観客の熱気とは逆に彼らの体調だけが心配で。

意外な男のコメント

こんばんは。

Uインター旗揚げ頃の田村インタビューで『小橋選手はテレビに映っている分、ぼくより強いと思われているかもしれないけど、その見方は面白くない』みたいなコメントがあり、当時は田村も一介の若手だったのですがU系の選手も他のプロレス団体を意識するものなんだと妙に記憶に残っています。

鈴木、高山、オブライトと絡んでいるしマレンコに間接技を指導されて少しだけU系と絡んでいた印象があります。

鈴木戦はチョップをスカされてばかりだったけど力任せのヘッドロックをかけたりしていて格闘技戦のようで面白かったです。

>ナリさん

まだ引退試合は見てません<感動…とはちょっと違うんですけど、いい引退試合でしたよ。絶対王者といわれた男の最後に相応しかったです。

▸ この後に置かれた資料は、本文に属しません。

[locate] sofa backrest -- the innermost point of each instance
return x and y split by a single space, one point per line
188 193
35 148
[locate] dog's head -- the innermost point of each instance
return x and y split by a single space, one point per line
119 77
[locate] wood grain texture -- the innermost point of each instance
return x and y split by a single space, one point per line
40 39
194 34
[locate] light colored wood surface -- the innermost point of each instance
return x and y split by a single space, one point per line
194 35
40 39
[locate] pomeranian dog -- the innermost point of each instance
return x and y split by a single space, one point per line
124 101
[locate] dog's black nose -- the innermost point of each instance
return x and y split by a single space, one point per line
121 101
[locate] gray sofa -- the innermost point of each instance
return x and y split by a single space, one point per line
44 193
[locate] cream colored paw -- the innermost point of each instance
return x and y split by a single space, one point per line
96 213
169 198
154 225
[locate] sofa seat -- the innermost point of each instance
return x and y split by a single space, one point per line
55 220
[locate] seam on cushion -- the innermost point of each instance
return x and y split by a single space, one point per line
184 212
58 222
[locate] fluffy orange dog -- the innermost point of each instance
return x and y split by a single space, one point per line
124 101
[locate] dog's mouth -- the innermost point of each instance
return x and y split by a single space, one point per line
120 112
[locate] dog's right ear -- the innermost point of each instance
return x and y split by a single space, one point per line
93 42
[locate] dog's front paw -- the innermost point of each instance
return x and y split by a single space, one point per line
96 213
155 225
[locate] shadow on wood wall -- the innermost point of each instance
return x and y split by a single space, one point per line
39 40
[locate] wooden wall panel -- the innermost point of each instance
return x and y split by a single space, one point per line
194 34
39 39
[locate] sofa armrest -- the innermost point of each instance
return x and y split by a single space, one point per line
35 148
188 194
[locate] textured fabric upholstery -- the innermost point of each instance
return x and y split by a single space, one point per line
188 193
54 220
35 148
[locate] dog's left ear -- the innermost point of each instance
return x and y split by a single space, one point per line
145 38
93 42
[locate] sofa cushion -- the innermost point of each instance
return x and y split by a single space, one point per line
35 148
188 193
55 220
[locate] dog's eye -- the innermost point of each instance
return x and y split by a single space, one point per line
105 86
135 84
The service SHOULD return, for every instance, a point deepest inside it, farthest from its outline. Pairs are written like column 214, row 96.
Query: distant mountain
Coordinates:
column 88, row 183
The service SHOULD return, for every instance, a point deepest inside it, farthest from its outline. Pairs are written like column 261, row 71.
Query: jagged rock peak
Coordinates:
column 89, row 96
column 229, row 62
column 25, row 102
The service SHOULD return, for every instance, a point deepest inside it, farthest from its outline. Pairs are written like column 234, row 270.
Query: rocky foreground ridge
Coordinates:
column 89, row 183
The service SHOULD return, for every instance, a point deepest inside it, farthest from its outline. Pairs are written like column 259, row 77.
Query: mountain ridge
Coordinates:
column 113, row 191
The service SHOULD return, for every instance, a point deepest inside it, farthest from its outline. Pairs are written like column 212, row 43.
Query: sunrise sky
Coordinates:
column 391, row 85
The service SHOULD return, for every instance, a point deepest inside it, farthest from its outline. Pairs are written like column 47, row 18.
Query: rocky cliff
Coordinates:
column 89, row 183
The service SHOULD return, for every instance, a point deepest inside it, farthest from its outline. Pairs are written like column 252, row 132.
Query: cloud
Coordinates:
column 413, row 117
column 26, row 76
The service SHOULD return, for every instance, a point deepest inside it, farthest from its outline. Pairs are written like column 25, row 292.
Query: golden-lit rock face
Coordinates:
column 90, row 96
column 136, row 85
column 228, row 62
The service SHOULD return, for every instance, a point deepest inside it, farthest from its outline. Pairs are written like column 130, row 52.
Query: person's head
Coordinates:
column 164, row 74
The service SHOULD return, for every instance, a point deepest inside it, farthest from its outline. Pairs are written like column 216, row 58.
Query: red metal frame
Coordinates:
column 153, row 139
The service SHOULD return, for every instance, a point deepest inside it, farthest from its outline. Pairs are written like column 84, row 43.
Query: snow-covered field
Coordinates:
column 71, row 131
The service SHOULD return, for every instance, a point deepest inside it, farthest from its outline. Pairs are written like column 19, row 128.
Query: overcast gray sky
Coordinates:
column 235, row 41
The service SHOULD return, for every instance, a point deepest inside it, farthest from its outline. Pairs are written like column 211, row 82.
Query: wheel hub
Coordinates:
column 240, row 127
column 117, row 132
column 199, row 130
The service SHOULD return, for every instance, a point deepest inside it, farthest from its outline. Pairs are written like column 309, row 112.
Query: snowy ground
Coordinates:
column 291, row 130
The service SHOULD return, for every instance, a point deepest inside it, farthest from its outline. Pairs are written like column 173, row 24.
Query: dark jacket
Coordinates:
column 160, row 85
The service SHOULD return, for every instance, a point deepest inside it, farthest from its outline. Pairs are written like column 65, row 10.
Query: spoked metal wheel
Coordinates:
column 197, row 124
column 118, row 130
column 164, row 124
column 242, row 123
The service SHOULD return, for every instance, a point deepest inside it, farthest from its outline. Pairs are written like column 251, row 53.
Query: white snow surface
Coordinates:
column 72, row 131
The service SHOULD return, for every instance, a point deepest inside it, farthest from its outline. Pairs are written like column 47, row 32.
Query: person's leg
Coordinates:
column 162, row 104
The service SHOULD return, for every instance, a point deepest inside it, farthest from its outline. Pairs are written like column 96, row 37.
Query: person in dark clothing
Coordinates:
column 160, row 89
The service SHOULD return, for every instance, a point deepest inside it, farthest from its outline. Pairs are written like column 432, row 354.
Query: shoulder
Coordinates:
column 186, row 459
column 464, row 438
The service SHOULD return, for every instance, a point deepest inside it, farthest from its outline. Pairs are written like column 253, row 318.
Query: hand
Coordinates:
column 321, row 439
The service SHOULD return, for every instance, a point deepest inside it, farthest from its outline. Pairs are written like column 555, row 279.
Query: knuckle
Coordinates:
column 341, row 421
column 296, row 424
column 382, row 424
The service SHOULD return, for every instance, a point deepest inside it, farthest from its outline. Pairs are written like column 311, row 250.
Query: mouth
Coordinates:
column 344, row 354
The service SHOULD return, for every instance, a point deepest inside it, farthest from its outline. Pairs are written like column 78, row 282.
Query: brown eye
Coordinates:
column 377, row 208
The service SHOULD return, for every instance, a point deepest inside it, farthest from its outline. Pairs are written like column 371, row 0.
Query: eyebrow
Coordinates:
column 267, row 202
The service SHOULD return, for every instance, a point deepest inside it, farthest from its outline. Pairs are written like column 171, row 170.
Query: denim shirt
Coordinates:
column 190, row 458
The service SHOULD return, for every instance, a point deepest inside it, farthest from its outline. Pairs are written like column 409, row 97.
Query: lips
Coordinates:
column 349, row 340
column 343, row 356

「応援してくれるファンのためにいい試合をしたい」<間違いなく猪木が嫌うセリフですが、それを最後まで…とくに怪我も病気もはね返して全うした訳ですから、凄い人物ですよ。

「小橋はそういう人」と言われたけど納得はいかなかった…何年か経って、「小橋はそういう人」としか思えなくなりました<そうですね(笑)。
その答えに間違いはないです。

東京ドームでの秋山戦は正直途中から見てるのが辛くなりました<私が見てなかった時代の試合ですね。
昨夜のVTRでもちょっとだけ流れてましたが、エプロンからダイレクトで場外に落ちるブレーンバスターとか…もう行き着く所まで行ってます。
あの呪縛を振り払うのがKENTAとか丸藤の役目だと私は思うんですけどね。

>aliveさん

こんばんわ。

田村インタビュー<ああ、覚えてます覚えてます。
意外と他団体の同期入門とかも意識してましたしね。田村はやっぱり面白いですよ。

鈴木、高山、オブライトと絡んでいるしマレンコに間接技を指導されて少しだけU系と絡んでいた印象<対極に位置するレスラーですが、考えてみれば最も全日らしい選手だったかも知れませんね。

鈴木戦…格闘技戦のようで面白かったです<この試合も私が見ていなかった時代。
こんなGHC戦あった事すら知らないんですよ。ちょっと動画あったら見てみたいです。